Oh, here’s a story.  The most important part of any film is what you hear.  And music really helps move a film along.  So, when I envisioned the film at first I was thinking about all the great jazz that’s come from Detroit.  But Naomi’s tastes were otherwise.  Oh, sure she likes jazz and even wrote a poem about Duke Ellington, but the music that was closest to her heart was that of Charles A. Tindley…something you’ll know if you watched the little piece above.  So, I reasoned that it would make all the sense in the world to use The Reverend Tindley’s music for the soundtrack.  Enter Lamar Willis, the Minister of Music at Naomi’s home church.  Here is a young man of amazing talent.  And he was willing to drive from Detroit to Grand Haven to lay down this music.  Most of the tunes for the film needed to be just piano, but he asked if I didn’t also want to record him singing, too.  Why, sure!  And why didn’t we make a CD out of the complete hymns, not just the piano tracks that were going to be used in the film?  Oh, my.  Here’s a taste:

Courage My Soul

Here are the liner notes for the CD (click on each one to enlarge it).  And, sure, I’d like to make sure a copy of the CD winds up in your hands.  Contact me.

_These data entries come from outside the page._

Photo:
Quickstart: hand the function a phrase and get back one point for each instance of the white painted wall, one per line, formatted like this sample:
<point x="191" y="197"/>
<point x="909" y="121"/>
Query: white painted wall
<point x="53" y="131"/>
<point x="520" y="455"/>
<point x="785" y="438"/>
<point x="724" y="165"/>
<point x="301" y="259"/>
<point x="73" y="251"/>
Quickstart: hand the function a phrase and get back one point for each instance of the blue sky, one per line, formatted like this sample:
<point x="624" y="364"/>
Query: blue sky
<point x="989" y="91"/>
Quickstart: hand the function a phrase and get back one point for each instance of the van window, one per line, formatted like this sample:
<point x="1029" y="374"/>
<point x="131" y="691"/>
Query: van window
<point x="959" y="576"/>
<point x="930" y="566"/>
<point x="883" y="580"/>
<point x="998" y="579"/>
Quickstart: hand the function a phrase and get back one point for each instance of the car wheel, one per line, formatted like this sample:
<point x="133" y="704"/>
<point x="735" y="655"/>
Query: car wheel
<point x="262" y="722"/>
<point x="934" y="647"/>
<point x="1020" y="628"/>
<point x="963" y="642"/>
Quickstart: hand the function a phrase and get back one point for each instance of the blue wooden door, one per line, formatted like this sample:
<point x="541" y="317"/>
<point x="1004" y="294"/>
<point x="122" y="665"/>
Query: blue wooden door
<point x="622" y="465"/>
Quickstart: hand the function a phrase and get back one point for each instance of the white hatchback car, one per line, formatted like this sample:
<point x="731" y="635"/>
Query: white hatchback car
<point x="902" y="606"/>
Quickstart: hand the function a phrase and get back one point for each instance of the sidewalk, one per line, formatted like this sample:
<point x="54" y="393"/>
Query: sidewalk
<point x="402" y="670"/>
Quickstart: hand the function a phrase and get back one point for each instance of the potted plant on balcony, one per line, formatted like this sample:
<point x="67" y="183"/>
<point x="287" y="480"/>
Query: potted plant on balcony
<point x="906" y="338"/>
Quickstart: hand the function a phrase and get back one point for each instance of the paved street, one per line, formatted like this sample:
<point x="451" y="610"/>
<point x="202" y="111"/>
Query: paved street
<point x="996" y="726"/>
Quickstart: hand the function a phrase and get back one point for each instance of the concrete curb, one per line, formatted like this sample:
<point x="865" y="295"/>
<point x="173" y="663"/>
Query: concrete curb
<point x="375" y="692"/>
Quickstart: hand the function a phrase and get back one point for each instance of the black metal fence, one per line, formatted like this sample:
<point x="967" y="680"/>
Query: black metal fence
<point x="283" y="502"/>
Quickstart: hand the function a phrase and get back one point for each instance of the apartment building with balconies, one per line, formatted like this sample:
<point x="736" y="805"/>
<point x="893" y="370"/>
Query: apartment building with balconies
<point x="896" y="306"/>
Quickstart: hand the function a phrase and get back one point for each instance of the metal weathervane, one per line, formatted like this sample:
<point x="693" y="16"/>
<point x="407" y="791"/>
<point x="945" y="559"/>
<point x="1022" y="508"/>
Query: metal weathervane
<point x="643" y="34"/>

Oh, and 150 or so of The Reverend Tindley’s hymns are newly available through Cokesbury in Beams of Heaven Songbook: Hymns of Charles Albert Tindley.  Inexpensive (not to say cheap) at twice the price.

Kathy Vander’s film about Naomi

In 1997, Detroit filmmaker Kathy Vander directed and produced a film that combines Naomi Long Madgett’s poetry about her Aunt Octavia and an artistic response by Detroit area painters. The result is this beautifully photographed and produced film A Poet’s Voice, based on Dr. Madgett’s Octavia and Other Poems, which is no longer in print.  (It was succeeded by Octavia: Guthrie and Beyond, which is still available from Lotus Press.)

You can download a trailer for Kathy Vander’s film…and why not order a copy, too?

Dudley Randall–a film by Melba Joyce Boyd

Melba Joyce Boyd, Ph.D., one of the two associate producers of this film also has produced her own about Detroit’s first poet laureate, Dudley Randall. Randall was both a poet and a publisher. He started Broadside Press in 1965. You can see more about her film here: The Black Unicorn: Dudley Randall and the Broadside Press.

In addition to the film, Dr. Boyd is also the author of Wrestling with the Muse: Dudley Randall and Broadside Press, and the newer (2009) and highly acclaimed Roses and Revolutions: The Selected Writings of Dudley Randall (African American Life).  She also is the author of a host of other books.